二維度電子元件的製備與特性鑑定
Fabrication and characterization of two dimensional electronic devices
國立臺灣大學光電創新中心 陳奕君 教授
中央研究院物理所 李偉立 副研究員
計畫執行期間:2021.1.1 – 2022.12.31
優良研究成果
Revealing topological surface states via nonlinear and nonreciprocal transport effects
One of the challenging subjects in topological systems is to identify the charge transport signatures associated with the unusual surface states due to nontrivial band topology. In a recent international collaborating work partly funded by a joint project of Academia Sinica and National Taiwan University, unusually large nonreciprocal and nonlinear charge transport effects (NRTE) in both longitudinal and transverse channels were observed in thin films of topological ferromagnetic Weyl metal SrRuO3 (SRO). These behaviors align with a proposed scenario of an effective Berry curvature dipole originating from Fermi-arc surface states accompanied by 1D chiral edge modes, which is supported by electronic band structure calculations. Our findings not only highlight the significance of NRTE as a charge transport probe for topological surface states with a broken inversion symmetry but also feature potential applications in nonreciprocal electronics and nonlinear optics using topological materials. The complete data and analyses have been recently accepted for publication at Physical Review X 14, 011022 (2024) (https://link.aps.org/doi/10.1103/PhysRevX.14.011022 ).

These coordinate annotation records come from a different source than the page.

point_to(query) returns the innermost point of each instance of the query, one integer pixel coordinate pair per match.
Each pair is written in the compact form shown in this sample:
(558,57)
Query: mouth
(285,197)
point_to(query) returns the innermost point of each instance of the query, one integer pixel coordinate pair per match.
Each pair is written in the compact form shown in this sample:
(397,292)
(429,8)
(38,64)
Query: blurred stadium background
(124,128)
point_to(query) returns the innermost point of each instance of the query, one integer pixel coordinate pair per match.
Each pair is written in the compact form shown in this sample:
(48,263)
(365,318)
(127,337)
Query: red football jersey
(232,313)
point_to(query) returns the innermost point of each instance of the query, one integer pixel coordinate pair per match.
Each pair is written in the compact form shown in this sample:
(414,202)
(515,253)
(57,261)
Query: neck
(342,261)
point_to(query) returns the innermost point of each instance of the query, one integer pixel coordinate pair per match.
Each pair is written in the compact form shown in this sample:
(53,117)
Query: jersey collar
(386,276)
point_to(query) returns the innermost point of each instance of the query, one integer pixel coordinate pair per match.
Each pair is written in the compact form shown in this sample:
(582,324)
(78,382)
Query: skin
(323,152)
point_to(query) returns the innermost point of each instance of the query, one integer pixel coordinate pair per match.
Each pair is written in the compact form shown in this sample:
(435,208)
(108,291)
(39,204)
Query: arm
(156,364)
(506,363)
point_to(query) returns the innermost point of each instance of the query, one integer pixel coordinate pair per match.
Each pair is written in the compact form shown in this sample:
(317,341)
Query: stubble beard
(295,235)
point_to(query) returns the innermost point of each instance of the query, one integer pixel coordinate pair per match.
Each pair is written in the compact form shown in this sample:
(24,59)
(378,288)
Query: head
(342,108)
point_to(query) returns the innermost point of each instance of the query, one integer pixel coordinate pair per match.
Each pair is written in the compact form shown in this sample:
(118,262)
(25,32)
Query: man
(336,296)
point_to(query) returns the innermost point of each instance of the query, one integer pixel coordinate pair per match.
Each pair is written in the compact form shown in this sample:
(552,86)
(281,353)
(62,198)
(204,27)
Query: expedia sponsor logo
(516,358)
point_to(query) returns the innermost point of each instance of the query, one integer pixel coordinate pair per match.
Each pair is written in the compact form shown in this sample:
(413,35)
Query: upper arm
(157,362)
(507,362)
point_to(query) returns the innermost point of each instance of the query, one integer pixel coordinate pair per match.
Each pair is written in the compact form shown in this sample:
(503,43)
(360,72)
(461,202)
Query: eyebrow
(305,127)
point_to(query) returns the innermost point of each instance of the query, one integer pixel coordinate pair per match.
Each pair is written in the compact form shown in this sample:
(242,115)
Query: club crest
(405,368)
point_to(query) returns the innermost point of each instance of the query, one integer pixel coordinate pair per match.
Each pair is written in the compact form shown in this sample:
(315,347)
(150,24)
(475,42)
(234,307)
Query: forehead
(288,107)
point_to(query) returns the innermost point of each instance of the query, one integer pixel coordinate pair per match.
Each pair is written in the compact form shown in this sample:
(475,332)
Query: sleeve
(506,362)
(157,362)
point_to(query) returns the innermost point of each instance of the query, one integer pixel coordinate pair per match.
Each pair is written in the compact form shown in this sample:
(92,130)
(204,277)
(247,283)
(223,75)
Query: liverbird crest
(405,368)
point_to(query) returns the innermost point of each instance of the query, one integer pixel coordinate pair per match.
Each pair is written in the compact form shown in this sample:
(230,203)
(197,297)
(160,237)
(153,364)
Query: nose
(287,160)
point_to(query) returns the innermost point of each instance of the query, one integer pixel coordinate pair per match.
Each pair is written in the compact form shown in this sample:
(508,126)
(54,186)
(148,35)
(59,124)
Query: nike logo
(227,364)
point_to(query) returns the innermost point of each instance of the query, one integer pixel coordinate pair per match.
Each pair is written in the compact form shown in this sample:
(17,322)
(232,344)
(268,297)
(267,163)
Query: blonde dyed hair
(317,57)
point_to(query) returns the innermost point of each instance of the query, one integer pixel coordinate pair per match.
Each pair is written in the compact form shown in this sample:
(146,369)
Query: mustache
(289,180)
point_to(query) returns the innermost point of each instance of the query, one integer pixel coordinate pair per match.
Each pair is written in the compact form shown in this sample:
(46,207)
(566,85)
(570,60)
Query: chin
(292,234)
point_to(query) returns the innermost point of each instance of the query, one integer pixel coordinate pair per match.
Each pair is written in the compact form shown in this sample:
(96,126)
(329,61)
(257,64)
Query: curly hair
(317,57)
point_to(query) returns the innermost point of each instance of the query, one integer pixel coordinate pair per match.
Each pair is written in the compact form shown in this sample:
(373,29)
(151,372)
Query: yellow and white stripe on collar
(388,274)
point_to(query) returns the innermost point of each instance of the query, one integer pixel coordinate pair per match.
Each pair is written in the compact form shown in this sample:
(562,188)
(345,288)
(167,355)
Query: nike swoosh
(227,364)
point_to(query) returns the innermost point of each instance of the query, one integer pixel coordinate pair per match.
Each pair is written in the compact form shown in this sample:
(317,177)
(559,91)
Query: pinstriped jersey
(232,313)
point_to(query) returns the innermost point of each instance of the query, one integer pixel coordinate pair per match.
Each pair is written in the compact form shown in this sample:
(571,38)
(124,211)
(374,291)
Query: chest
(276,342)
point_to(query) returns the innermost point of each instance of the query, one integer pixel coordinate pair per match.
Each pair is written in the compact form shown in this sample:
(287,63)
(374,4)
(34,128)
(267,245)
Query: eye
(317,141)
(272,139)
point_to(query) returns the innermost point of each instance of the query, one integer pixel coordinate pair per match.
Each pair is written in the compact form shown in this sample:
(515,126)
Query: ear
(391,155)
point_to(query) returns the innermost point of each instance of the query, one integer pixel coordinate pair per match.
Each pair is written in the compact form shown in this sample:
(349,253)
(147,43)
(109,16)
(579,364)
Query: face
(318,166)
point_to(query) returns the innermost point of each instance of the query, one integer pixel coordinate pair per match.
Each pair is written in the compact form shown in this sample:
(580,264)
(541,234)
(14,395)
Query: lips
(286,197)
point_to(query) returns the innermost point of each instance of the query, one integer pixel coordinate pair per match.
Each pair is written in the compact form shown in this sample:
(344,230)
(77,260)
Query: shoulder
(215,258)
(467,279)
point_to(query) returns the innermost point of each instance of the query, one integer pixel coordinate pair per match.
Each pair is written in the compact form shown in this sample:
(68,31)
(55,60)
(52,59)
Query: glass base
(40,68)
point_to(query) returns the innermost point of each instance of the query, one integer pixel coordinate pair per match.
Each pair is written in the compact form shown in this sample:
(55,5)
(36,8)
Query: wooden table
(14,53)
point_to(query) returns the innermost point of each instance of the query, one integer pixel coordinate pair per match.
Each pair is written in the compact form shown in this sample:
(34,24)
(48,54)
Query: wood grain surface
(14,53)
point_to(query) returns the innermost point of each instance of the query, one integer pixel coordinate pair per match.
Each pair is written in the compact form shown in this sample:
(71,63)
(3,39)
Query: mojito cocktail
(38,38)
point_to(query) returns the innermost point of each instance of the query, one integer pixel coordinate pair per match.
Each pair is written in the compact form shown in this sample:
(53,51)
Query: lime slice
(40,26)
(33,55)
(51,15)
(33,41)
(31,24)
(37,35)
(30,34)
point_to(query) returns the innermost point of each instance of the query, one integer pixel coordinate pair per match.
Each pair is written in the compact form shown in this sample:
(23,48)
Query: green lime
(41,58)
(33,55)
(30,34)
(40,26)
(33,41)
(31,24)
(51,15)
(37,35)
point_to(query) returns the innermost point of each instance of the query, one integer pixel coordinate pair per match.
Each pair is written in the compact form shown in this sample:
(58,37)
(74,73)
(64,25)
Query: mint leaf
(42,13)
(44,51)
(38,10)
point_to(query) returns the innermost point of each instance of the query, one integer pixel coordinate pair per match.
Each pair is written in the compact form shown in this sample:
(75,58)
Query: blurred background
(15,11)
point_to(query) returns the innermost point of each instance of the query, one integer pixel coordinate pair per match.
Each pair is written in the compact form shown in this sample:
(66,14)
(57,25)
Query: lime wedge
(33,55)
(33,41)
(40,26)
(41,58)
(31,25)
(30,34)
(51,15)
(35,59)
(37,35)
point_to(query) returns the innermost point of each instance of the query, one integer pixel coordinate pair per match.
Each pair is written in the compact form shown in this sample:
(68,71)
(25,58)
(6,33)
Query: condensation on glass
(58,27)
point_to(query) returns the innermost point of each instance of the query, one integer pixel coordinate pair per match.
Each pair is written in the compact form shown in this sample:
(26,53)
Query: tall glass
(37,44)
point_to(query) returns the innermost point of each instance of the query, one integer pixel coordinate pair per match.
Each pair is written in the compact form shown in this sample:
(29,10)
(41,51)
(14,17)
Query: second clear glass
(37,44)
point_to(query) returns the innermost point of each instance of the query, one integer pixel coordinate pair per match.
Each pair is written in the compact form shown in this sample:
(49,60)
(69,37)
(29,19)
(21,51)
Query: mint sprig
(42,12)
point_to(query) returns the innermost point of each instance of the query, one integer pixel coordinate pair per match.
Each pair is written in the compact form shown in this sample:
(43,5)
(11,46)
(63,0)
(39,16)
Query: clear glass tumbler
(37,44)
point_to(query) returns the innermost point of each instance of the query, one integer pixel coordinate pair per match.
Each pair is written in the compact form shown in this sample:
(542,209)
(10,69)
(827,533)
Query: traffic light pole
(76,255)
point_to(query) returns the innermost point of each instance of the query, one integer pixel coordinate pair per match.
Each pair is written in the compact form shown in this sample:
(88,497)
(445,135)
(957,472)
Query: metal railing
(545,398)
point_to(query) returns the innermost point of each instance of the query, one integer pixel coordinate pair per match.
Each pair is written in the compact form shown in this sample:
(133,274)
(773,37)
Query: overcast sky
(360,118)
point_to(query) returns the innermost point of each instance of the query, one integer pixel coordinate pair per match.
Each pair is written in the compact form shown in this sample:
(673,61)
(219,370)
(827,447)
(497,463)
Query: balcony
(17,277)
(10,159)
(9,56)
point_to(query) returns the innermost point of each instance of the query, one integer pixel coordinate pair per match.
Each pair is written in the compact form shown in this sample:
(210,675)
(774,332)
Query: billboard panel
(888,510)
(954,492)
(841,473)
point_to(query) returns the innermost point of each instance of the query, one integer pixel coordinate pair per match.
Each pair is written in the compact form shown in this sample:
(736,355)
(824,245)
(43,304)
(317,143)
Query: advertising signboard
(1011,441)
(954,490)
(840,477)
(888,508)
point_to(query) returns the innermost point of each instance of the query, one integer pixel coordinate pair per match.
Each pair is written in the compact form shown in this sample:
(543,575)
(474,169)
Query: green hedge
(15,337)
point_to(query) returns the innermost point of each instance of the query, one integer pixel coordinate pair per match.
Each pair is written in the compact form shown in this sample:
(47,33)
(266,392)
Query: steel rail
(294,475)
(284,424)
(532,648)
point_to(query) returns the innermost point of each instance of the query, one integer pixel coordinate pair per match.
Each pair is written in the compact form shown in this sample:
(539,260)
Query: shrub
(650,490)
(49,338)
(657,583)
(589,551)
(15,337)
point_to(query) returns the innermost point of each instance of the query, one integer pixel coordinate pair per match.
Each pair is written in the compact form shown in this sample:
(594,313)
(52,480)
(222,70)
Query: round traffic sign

The SRO thin film growth, device fabrication, and transport measurements were carried out by Dr. Wei-Li Lee’s group at IoPAS and Prof. I-Chun Cheng’s group at NTU supported by a joint project of Academia Sinica and National Taiwan University. The electronic band structure calculations were performed by Prof. Guan-Yu Guo’s group at NTU and Prof. Wei-Cheng Lee’s group at SUNY Binghamton. The optical SHG measurements were performed by Prof. David Hsieh’s group at Caltech. The SRO thin film structural characterizations were performed by Director Chia-Hung Hsu’s group at NSRRC.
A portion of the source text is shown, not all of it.